Aku mengernyit, masih belum paham perkataan itu. “Maksudmu?”

“Ya kan kamu tadi siang minta aku transfer semua uang di tabungan. Apa iya biaya rumah sakit sampai sebanyak itu?”

“Jadi kamu meragukanku?”

DI sini aku mulai mencium aroma ketidak-percayaan dari perkataan Sila.

“Bukan begitu, Mas! Aku hanya khawatir kamu akan menggunakan uang itu untuk hal lain,” jelasnya.

Kontan saja aku meradang. Sebagai lelaki yang selalu memberikan sebagian besar gaji pada istri, dicurigai merupakan hal yang menyakitkan. Bukankah jika hendak curang aku tak perlu repot-repot memberikan uang itu pada Sila?

Ah ... uang yang mana? Uang itu telah dipakai Mbak Nina. Mengingat kakak ipar saat ditagih, aku tak yakin uang itu akan kembali.

“Terserah kamu saja, Sil!

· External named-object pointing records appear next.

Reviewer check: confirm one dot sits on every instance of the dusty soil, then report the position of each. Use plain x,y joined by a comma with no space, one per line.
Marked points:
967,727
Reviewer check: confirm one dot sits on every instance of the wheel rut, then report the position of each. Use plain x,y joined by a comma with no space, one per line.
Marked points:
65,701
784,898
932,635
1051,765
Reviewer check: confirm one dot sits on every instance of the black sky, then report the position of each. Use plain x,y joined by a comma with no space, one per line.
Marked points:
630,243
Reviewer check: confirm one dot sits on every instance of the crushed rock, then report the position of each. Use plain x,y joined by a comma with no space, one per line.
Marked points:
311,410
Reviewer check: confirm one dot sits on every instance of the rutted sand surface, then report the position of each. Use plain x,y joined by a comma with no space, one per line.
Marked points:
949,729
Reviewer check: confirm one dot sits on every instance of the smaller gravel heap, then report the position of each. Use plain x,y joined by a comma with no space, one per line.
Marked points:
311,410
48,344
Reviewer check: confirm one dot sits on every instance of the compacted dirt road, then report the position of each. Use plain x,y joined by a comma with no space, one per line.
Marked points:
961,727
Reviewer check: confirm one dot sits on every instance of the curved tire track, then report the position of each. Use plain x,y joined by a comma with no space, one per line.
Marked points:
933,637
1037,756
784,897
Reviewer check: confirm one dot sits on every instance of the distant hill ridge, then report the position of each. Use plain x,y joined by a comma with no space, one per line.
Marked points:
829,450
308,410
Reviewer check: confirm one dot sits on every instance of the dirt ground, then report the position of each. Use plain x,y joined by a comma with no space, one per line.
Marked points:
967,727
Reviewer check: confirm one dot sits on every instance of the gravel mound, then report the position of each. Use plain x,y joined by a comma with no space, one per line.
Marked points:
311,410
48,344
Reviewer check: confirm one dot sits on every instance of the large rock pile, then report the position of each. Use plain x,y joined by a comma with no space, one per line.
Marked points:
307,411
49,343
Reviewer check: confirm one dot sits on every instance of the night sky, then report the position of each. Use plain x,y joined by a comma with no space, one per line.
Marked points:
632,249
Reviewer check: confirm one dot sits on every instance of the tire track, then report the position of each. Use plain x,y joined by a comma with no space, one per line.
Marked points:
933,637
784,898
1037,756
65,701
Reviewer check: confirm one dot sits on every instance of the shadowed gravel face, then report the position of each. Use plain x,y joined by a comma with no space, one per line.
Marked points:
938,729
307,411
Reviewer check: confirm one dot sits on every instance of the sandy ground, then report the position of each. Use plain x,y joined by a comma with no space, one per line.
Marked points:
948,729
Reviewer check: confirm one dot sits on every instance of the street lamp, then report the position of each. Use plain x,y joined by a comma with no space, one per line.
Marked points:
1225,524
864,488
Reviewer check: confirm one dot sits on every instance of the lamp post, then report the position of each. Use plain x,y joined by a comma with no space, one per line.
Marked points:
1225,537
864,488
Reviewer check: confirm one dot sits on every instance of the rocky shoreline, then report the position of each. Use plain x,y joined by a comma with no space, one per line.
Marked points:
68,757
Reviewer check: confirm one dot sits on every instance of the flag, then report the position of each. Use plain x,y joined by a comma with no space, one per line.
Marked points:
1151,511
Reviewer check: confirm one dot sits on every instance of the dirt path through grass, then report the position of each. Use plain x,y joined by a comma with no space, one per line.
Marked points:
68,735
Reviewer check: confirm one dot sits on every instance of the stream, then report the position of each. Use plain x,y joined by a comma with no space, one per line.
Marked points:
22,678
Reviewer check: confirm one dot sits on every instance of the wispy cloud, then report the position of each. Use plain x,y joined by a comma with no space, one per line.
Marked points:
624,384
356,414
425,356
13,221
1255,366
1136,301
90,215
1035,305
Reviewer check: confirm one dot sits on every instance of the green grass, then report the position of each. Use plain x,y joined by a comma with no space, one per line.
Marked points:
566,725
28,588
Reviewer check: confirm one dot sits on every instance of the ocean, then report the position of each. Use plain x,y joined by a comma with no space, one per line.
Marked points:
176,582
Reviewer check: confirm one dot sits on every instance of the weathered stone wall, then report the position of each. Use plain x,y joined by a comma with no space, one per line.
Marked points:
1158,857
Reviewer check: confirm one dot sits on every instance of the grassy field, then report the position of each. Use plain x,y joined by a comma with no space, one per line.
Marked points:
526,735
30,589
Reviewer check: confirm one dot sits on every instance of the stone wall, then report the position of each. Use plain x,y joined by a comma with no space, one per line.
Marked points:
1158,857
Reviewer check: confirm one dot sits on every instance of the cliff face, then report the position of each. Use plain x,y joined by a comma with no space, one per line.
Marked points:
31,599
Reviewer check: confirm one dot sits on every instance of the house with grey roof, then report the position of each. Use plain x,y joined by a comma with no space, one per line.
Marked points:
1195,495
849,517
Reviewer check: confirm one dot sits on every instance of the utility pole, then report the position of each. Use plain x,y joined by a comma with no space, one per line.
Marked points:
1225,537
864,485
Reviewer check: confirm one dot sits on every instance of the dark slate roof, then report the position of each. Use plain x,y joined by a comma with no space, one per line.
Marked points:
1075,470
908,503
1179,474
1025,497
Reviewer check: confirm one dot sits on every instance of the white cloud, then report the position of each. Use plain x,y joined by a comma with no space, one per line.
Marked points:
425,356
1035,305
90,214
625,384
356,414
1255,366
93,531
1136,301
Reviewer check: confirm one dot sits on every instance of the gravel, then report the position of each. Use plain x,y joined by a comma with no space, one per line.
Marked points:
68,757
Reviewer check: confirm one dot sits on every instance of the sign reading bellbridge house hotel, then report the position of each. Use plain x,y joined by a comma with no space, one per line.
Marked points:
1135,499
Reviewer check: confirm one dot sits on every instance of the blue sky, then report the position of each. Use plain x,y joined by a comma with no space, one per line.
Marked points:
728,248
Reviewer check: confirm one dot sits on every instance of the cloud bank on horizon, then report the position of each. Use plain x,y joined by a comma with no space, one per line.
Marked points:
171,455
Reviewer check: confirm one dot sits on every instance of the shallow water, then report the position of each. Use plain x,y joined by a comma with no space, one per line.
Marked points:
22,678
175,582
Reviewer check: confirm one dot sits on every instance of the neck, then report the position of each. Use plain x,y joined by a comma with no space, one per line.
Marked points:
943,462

Kita bersama bukan sehari dua hari. Jadi aku rasa kamu bisa menilai dari keseharianku!” Kemudian aku bangkit, berdiri lalu pergi ke luar.

“Tunggu, Mas! Aku belum selesai bicara!” Sila berteriak sambil terus mengejar sampai depan.

Aku yang sudah berada di atas motor menoleh sebentar. “Bicara saja sama kakakmu!”

Detik berikutnya aku sudah menarik gas, melajukan motor. Samar kudengar Sila terus berteriak menanyakan aku akan pergi ke mana, tapi aku rasa tak perlu menjawab.